DNA of Iceland’s First Black Man Recreated From Living Descendants

Hans Jonatan escaped slavery in 1802 and now has hundreds of relatives in the country.

DNA of Iceland's First Black Man Recreated From Living Descendants
(Getty Images)

Hans Jonatan was born into slavery on a Caribbean sugar plantation, but he died in a small Icelandic fishing village. During his 43 years, he fought for the Danish Navy in Napoleonic Wars, lost a landmark case for his freedom and somehow escaped to become a farmer in Iceland. It is unclear how he got there and where he is buried today. But his story, the story of the country’s first black man, is local lore, passed down from his Icelandic wife and two children to hundreds of descendants since his death in 1827. Today, Jonatan’s descendants mostly lack the dark skin and curly hair that made it clear he was the son of a black mother, an enslaved woman named Emilia Regina, and a white father, whose identity remains unknown, according to The Atlantic. But his great-great-great-great grandsons and granddaughters still have his DNA, and scientists have shown that it is possible to reconstruct parts of his genome from him living descendants.

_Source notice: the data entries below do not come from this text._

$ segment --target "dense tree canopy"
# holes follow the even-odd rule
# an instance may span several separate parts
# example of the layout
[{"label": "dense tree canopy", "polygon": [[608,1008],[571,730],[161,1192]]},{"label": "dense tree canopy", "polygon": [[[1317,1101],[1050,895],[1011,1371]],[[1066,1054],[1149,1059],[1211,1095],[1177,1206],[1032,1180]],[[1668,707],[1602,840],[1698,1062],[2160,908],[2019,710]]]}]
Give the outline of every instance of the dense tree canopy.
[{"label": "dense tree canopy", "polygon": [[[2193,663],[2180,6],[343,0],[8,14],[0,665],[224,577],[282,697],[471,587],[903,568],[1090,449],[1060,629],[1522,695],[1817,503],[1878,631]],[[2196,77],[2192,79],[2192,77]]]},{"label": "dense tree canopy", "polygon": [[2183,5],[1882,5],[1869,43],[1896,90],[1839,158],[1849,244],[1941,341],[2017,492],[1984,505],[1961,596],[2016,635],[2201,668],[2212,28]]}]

It is also possible to trace his mother’s ancestry in Africa. Humans share some 99.5 percent of their DNA with each other, so geneticists look for variations distinguishing one group from another in that 0.5 percent. No single descendant of Jonatan’s carries his original genome, but they all carry a small part. So the team stitched together sequences found in 182 different descendants to recreate 38 percent of the African half of his genome.